NCT01203605 · Status: COMPLETED · Type: OBSERVATIONAL · Enrollment: 46985

Last updated 2012-09-05

No results posted yet for this study

Summary

The European Surgical Outcomes Study (EuSOS) is a multi-centre, international cohort study of peri-operative care and clinical outcomes for patients undergoing non-cardiac surgery.
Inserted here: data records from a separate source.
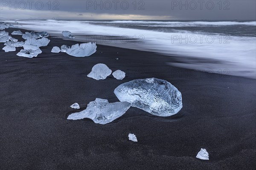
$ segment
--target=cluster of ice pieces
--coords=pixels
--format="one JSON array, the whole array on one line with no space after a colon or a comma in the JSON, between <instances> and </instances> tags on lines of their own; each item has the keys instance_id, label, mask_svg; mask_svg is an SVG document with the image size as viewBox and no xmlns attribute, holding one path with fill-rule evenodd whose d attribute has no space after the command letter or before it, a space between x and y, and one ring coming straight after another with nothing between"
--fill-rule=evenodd
<instances>
[{"instance_id":1,"label":"cluster of ice pieces","mask_svg":"<svg viewBox=\"0 0 256 170\"><path fill-rule=\"evenodd\" d=\"M69 55L76 57L84 57L90 56L96 52L96 43L95 42L83 43L76 44L71 46L67 49L66 53Z\"/></svg>"},{"instance_id":2,"label":"cluster of ice pieces","mask_svg":"<svg viewBox=\"0 0 256 170\"><path fill-rule=\"evenodd\" d=\"M110 75L111 73L112 70L107 65L99 63L93 67L92 71L87 75L87 76L97 80L104 79ZM117 79L122 79L125 76L125 73L120 70L117 70L114 72L112 75Z\"/></svg>"},{"instance_id":3,"label":"cluster of ice pieces","mask_svg":"<svg viewBox=\"0 0 256 170\"><path fill-rule=\"evenodd\" d=\"M137 79L119 85L114 93L119 100L127 102L153 115L168 116L182 108L181 94L166 80L155 78Z\"/></svg>"},{"instance_id":4,"label":"cluster of ice pieces","mask_svg":"<svg viewBox=\"0 0 256 170\"><path fill-rule=\"evenodd\" d=\"M201 150L198 152L196 157L201 159L209 160L208 153L205 149L201 148Z\"/></svg>"},{"instance_id":5,"label":"cluster of ice pieces","mask_svg":"<svg viewBox=\"0 0 256 170\"><path fill-rule=\"evenodd\" d=\"M78 103L74 103L73 104L71 105L70 106L70 107L74 109L80 109L80 106L79 106L79 105L78 104Z\"/></svg>"},{"instance_id":6,"label":"cluster of ice pieces","mask_svg":"<svg viewBox=\"0 0 256 170\"><path fill-rule=\"evenodd\" d=\"M71 34L71 32L68 31L63 31L62 35L64 37L67 37L69 38L75 38L75 37Z\"/></svg>"},{"instance_id":7,"label":"cluster of ice pieces","mask_svg":"<svg viewBox=\"0 0 256 170\"><path fill-rule=\"evenodd\" d=\"M129 133L129 135L128 135L128 137L129 138L129 140L130 141L133 142L138 142L137 138L134 134Z\"/></svg>"},{"instance_id":8,"label":"cluster of ice pieces","mask_svg":"<svg viewBox=\"0 0 256 170\"><path fill-rule=\"evenodd\" d=\"M61 52L61 49L58 47L53 47L51 52L52 53L58 53Z\"/></svg>"},{"instance_id":9,"label":"cluster of ice pieces","mask_svg":"<svg viewBox=\"0 0 256 170\"><path fill-rule=\"evenodd\" d=\"M118 102L110 103L106 99L96 98L90 102L86 109L70 114L68 119L90 119L96 123L110 123L124 114L131 107L128 102Z\"/></svg>"}]
</instances>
Participating centres throughout Europe will contribute routine clinical data describing all eligible patients who undergo surgery from 4th April 2011 to 11th April 2011. Patients will then be followed until hospital discharge (or for a maximum of 60 days) for duration of hospital stay and hospital mortality. Routine clinical data will also be collected for those patients admitted to critical care at any stage after surgery but during the same hospital admission. Specific objectives are to describe clinical outcomes and standards of peri-operative care for patients undergoing non-cardiac surgery in Europe.

Conditions

  • Non-cardiac Surgery

Sponsors & Collaborators

  • European Society of Anaesthesiology

    collaborator OTHER

  • European Society of Intensive Care Medicine

    collaborator OTHER

  • Queen Mary University of London

    lead OTHER

Principal Investigators

  • Rupert Pearse, MBBS FRCA MD · Queen Mary's University of London, UK

  • Andrew Rhodes, MBBS FRCA · St Georges Hospital, London UK

  • Rui Moreno, MD · Hospital de Santo António dos Capuchos, Lisboa, Portugal

  • Paolo Pelosi, MD · University of Insubria, Varese, Italy.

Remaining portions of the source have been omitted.